Countless times I have had to take excess of Tylenol and anti-inflammatories(ibuprofen, aleve, etc). Now I'm fortunate to have insurance, a good job, etc., but am limited on the number of prescription pain pills in a given day. I never exceed a prescription, as I don't ever want to put a physician's butt on the line, so never take more than what I'm allowed. They work hard to get the letters " M.D." after their name, plus, too many repercussions if a person is abusing the Rx meds, it's not worth the risk of losing a good physician who also fears the DEA destroying them.

All too often I question the sanity of bothering with saving for retirement, etc., so I honestly don't even think I'll live that long.  Have already nearly died once from liver failure secondary to Tylenol poisoning (had no doc or prescription meds, but had to work to live and eat), and now again from similar causes of being undertreated. I certainly do NOT blame my doctor for my recent near-death expeience.

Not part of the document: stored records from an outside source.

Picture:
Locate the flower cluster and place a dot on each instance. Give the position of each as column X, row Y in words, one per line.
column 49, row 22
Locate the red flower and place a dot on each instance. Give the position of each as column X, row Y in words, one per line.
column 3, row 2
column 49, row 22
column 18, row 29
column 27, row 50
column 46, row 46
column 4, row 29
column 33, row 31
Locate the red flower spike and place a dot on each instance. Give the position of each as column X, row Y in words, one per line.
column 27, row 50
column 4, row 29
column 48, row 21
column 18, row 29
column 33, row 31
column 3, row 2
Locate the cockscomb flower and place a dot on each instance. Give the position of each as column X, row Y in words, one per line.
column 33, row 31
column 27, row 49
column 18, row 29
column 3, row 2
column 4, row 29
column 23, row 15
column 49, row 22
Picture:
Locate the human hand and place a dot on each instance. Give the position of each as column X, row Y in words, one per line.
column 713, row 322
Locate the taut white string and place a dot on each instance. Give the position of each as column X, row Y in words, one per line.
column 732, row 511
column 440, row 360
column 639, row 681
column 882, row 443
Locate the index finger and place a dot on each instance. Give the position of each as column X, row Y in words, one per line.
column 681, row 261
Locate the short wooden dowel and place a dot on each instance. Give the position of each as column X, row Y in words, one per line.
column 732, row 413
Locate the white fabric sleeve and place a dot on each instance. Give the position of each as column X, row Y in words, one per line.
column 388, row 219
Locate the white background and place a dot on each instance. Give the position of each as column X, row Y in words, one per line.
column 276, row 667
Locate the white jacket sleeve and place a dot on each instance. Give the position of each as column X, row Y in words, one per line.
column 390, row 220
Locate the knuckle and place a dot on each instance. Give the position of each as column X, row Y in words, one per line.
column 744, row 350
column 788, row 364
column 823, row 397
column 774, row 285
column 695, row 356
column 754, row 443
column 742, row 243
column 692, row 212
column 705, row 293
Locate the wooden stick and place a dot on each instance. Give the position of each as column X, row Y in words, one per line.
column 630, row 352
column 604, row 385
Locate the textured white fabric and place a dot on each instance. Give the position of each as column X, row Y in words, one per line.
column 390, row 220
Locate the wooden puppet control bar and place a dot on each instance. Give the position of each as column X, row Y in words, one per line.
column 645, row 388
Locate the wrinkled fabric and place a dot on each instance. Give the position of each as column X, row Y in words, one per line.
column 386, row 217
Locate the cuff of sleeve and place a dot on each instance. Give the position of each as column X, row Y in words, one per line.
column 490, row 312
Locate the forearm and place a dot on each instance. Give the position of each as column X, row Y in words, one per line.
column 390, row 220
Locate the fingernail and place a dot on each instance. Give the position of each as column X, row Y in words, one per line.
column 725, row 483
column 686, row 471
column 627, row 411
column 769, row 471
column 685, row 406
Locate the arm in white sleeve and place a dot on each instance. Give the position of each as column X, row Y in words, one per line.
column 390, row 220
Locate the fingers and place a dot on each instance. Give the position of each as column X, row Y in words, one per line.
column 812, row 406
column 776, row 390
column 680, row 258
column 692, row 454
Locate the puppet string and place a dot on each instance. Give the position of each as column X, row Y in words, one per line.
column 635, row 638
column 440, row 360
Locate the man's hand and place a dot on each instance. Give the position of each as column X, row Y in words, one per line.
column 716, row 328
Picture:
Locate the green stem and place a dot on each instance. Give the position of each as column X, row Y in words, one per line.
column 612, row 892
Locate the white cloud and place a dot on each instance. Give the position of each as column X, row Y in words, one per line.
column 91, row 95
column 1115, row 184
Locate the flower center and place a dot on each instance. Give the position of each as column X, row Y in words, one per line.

The DEA is to blame, and if I should ever die under similar circumstances, my will would be for a pitbull attorney to sue the DEA and give the money judgement as compensation to my loved ones.

A disclaimerish paragraph:
As to the details of my recent near-death experience; I will not post exactly what I took, as the herbs(legal kind, obtained at healthfood store) are easily obtainable, I would never want to assist in a suicide. All things internet, certain things are not meant to be public. I have disclosed exactly what I took/mixed with my doctor; and since waking up in ICU on ventilator with family by my side worrying I'd be braindead *if* I ever woke up because they didn't know how long I had been down without oxygen, I'm now afraid of taking just about any and everything unless it is under my doctors direction.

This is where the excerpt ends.